Cost and cost-effectiveness of interventions for pre-eclampsia/eclampsia

Pre-eclampsia imposes very high financial burdens on the families of the affected women and on the healthcare system in LMICs [2, 13]. Economic studies conducted in the United Kingdom (UK) report that pre-eclampsia/eclampsia is one of the most common reasons for antenatal admission to hospital (20 %) and of obstetric admissions to intensive care units (25 %) [14]. Other studies from the US report that hospitalization costs for the management of pre-eclampsia and associated complications were US$11,208 per woman on average [15, 16]. Studies from LMICs report death or surviving serious illness of a mother to result in lower household income [17] and to raise the risk of death for children aged <10 years [18].

There are few cost-effectiveness studies related to pre-eclampsia/eclampsia. Existing studies have focused on diagnostic and clinical interventions in well-resourced settings and not on other issues at community or population levels. For example, a recent study from Israel evaluated the economic benefit of first-trimester screening of multiple markers compared with no screening. This study found a cost per quality-adjusted life year (QALY) less than US$10,000 for screening, given the prevalence of pre-eclampsia at 3 % [19].

Another economic study in the context of the UK’s National Health Service reported that the protein-creatinine ratio (Pr:Cr) alone, when compared with automated reagent-strip reading device followed by Pr:Cr and/or 24-h measurement of proteinuria, was found less costly and gained the most QALYs [20].

A large multi-country trial on prophylactic use of MgSO4 in women with pre-eclampsia reported the incremental cost of preventing one case of eclampsia as US$21,202 in high-income, US$2473 in middle-income and US$456 in low-income countries [21]. Another study from the UK found that the prophylactic administration of MgSO4 to all women with pre-eclampsia had an incremental cost of US$9994 for each additional seizure prevented [22].

Other interventions in the context of the UK, such as treatment with aspirin compared with no aspirin, were found to be cost saving (i.e. £7852) and resulted in 0.52 additional QALYs per pregnancy in women at risk of pre-eclampsia [23]. The labour induction for immediate birth versus clinical management strategy was found to have an incremental cost-effective ratio (ICER) of £2900 per QALY gained in women diagnosed with mild or moderate pre-eclampsia [24].

Cost-effectiveness studies have also evaluated other interventions that can be used to improve maternal [25] and neonatal health [26] in LMICs. However, their relevance to pre-eclampsia/eclampsia interventions is limited given the restricted analysis of individual interventions on surrogate health outcomes and the variability of settings.

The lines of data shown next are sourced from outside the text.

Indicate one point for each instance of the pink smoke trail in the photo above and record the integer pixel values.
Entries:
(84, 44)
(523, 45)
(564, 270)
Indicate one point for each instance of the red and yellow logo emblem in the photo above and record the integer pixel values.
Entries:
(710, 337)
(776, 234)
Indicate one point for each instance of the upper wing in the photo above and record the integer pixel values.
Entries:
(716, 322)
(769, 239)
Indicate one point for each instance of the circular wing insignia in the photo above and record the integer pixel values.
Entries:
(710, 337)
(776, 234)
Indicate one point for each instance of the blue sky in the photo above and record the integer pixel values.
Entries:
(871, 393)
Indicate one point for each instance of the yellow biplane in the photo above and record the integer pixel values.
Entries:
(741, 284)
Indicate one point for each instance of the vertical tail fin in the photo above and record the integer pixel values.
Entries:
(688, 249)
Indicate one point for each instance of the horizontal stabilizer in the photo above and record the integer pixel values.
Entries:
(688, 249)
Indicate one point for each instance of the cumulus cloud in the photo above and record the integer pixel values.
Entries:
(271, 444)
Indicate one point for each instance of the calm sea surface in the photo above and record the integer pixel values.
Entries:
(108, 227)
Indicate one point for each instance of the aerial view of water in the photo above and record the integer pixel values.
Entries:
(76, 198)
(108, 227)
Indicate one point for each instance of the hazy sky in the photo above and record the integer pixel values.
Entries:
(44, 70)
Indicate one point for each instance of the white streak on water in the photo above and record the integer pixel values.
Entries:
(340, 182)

In relation to the proposed work, our literature review found very limited information for cost-effective interventions for pre-eclampsia/eclampsia in the context of LMICs, which is where most of the disease burden and associated mortality occur. Thus, it is critical to conduct an economic evaluation alongside of the CLIP Trial, to inform decision makers not only of clinical outcomes but the cost required to obtain those outcomes.

Rationale for conducting economic evaluation of CLIP

Adam et al. [27] conducted a cost-effectiveness analysis of WHO-recommended strategies for maternal and neonatal health and demonstrated the benefits of comprehensive community-based antenatal, intrapartum and postnatal interventions for reducing maternal and neonatal mortality in sub-Saharan Africa and Southeast Asia. They highlighted that packages of maternal and newborn interventions can be more cost-effective than singular interventions.

In our context, the CLIP Trial combines a package of otherwise singular evidence-based interventions (blood pressure monitoring [15], urine dipstick testing [28], MgSO4 [21], methyldopa [29], mobile health (mHealth) technology [12, 30], antenatal visits by cHCPs [18], community engagement [31], timely referral and triage at a health facility [6]). This combined package of care must be evaluated to determine if it is a cost-effective intervention in reducing maternal and perinatal mortality.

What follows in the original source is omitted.